Lorsque nous étions plongés dans l’agitation de la période post-révolutionnaire, captivés par nos émotions devant une télévision dont les professionnels savaient parfois manier l’art de nous hypnotiser, Neila Gharbi, chroniqueuse au journal La Presse, portait déjà un regard plus lucide sur ce qui nous était présenté. Passionnée sans aucun doute, mais surtout critique envers la télévision, elle nous offre son nouveau livre Vision+: chronique de la télé tunisienne, un condensé de l’ensemble de ses chroniques sur la télévision, témoignage d’une période cruciale de l’histoire de la Tunisie.
A travers ses chroniques, la journaliste nous replonge dans les épisodes de l’histoire télévisuelle récente. Au fil des lignes, nous prenons véritablement conscience à quel point l’instantanéité faussait notre jugement. Alors que certains étaient aveuglés par la générosité de certaines initiatives associatives venant en aide aux plus démunis, Neila Gharbi, dans une chronique intitulée « Télévision : le grand bazar de la charité», dénonce les visées politiques de certains. De « Khalil Tounes» sur Nessma TV à « 3ich Tounsi», en passant par le « Couffin » de Hannibal TV, elle met en lumière les aspects politiques sous-jacents.
Elle écrit, par exemple : « Un nouveau-né, «3ich Tounsi», une association, joue également sur le terrain du caritatif en utilisant des spots de sensibilisation diffusés durant tout le mois de Ramadan sur des chaînes à forte audience. Des personnalités politiques et artistiques se sont prêtées au jeu. Mais très vite, l’enjeu a été dévoilé.
Les dirigeants de cette association se sont présentés comme une alternative électorale. Les «petites» gens ne sont qu’un prétexte, mais le but principal pour «3ich Tounsi» est de rejoindre la scène politique à la veille d’élections législatives et présidentielle ». Elle fait de même pour l’initiative de Nabil Karoui, alors patron de Nessma TV, qui avait pour ambition d’accéder à la magistrature suprême. Amoureuse de la télévision et défendant la liberté de ton, Neila Gharbi est cependant très critique envers les émissions sans valeur ajoutée pour le téléspectateur une fois qu’on appuie sur le bouton rouge de la télécommande.

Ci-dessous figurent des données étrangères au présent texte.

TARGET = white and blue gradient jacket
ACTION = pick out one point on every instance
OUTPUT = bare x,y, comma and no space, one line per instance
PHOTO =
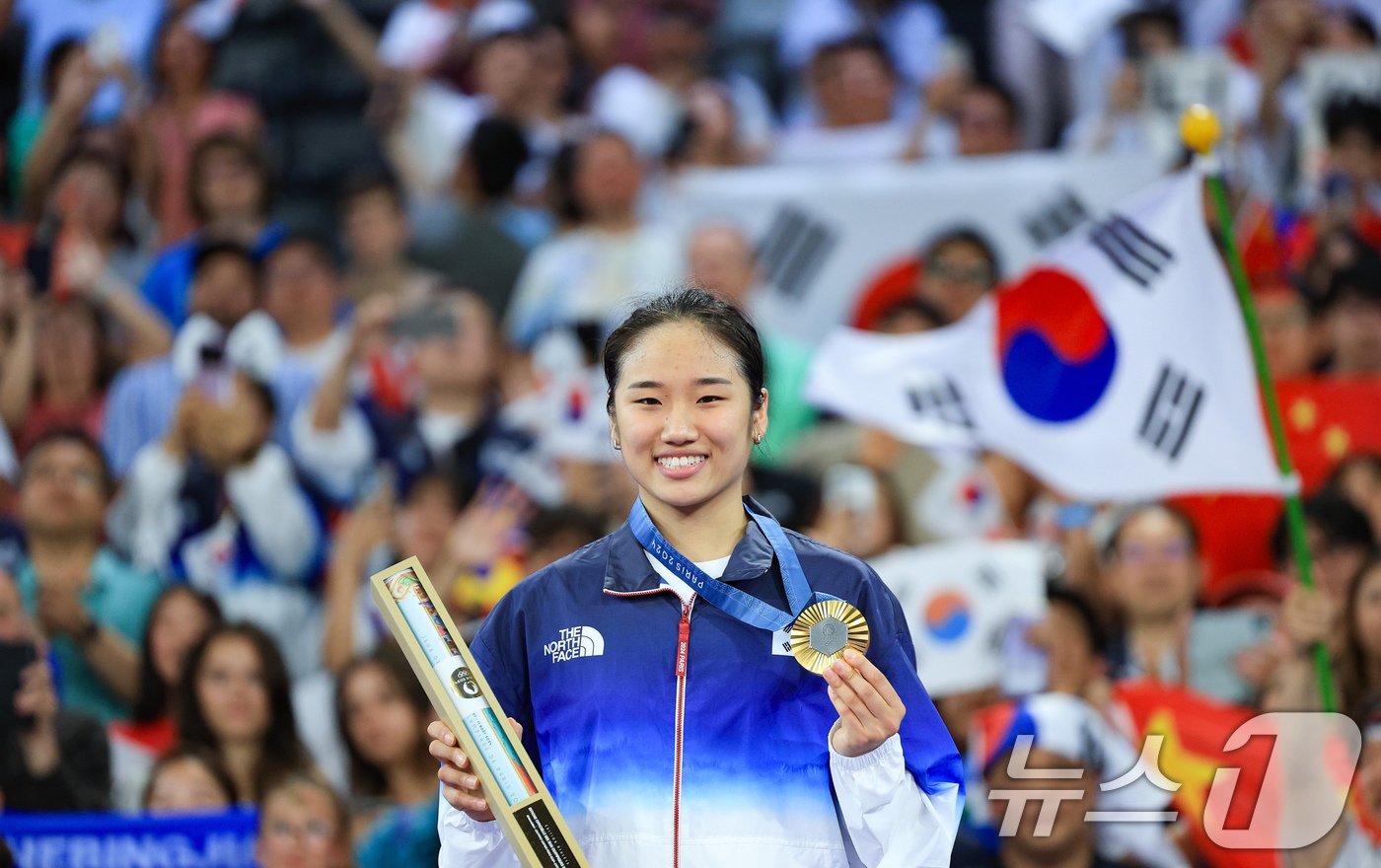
725,760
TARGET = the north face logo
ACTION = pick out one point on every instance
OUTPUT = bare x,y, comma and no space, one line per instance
575,642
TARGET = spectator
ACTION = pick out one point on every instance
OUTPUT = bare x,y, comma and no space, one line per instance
377,234
230,190
1286,331
721,259
340,442
303,823
959,266
858,512
133,24
54,370
911,31
59,360
373,536
710,134
853,85
1357,477
482,559
225,331
66,79
1339,539
383,712
1359,657
188,780
1153,574
51,758
648,107
235,702
1333,252
478,238
179,619
83,243
183,110
556,532
910,317
1350,182
64,126
89,601
587,273
987,121
1073,642
1118,124
216,483
303,291
1350,321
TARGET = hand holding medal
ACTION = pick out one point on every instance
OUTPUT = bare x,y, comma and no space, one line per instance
870,712
829,636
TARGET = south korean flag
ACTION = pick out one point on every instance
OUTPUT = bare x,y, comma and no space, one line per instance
1118,367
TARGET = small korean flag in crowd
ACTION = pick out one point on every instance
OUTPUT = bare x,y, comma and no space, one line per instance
1118,367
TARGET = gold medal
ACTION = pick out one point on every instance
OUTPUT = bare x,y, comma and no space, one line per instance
825,631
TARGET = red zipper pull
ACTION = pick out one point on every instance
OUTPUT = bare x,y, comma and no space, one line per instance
684,640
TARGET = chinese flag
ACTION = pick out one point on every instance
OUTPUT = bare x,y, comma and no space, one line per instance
1325,420
1195,730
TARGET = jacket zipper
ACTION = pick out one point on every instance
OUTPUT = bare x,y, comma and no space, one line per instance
683,659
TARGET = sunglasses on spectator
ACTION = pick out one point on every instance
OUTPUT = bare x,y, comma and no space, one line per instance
977,273
315,831
1139,553
82,477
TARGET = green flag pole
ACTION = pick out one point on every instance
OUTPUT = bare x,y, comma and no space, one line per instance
1199,128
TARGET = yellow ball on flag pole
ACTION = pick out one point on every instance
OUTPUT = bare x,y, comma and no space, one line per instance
1199,128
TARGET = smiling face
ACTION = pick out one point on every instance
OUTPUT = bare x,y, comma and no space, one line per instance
231,690
684,417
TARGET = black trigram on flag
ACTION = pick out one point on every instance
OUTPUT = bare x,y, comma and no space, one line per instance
794,249
1131,250
1170,413
939,399
1055,218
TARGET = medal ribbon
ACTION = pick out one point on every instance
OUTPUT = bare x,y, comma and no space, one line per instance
721,595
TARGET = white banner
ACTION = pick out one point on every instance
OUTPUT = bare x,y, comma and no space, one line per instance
960,599
826,235
1116,369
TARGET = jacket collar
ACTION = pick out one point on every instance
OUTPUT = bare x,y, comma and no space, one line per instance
627,570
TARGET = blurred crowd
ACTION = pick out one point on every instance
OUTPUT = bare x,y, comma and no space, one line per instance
294,289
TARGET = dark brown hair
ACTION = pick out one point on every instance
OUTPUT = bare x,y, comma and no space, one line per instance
197,754
241,149
1350,661
690,304
155,695
280,750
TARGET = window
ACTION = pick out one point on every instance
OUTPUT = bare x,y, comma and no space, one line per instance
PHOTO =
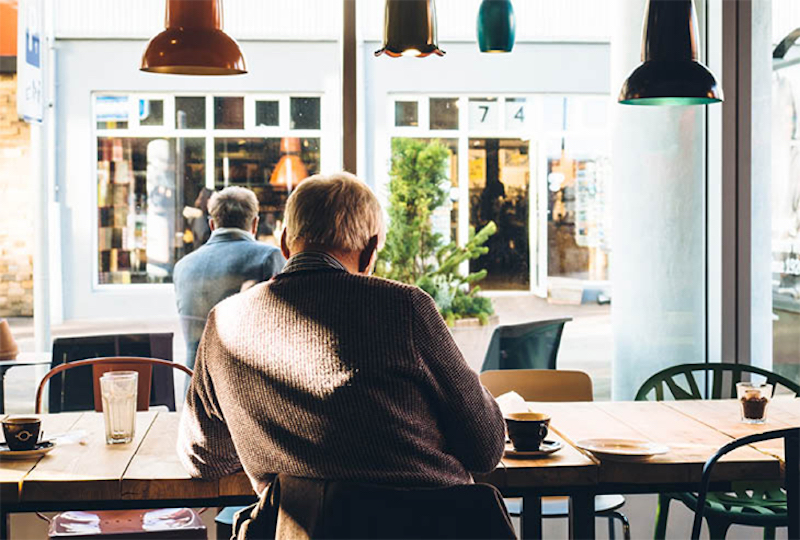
159,160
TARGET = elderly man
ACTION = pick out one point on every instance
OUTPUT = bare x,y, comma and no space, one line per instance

Elle souligne, lorsque les émissions de divertissement se multiplient sur toutes les chaînes, que celles-ci ont pour seul objectif d’enregistrer le plus fort taux d’audience. Pour ce faire, certains chroniqueurs sans scrupules n’hésitent pas à tenter par tous les moyens de faire le buzz, quitte à provoquer des scandales en proposant des sujets racoleurs ou en proférant des propos vulgaires et stupides. Pour elle, les téléspectateurs ont besoin de « divertissement », mais certainement pas d’être insultés dans leurs propres salons. Dans son recueil de chroniques passionnant, facile à lire, l’œil avisé de Neila Gharbi revient sur les secrets de longévité de certaines sitcoms, à l’instar de l’indémodable «Choufli Hal», appelée aussi « Sboui », du nom du principal personnage joué par feu Sofiène Chaâri.
La pépite de Hatem Belhaj, réalisée par feu Slaheddine Essid, tient son succès, selon elle, du caractère « humain » des personnages et des situations proposées aux téléspectateurs. « Choufli Hal » joue sur les situations paradoxales et les oppositions », écrit la journaliste.
Le livre est joliment illustré avec les caricatures acerbes de Chedly Belkhamsa et mis en pages par Syrine Ben M’barek. Cependant, on peut regretter que les chroniques ne soient pas datées pour que le lecteur puisse recontextualiser ce qu’il lit.
Nous pouvons également regretter l’absence de commentaires de mise en perspective de l’auteure, qui auraient pu guider le lecteur dans le décryptage de cette petite histoire de la télévision.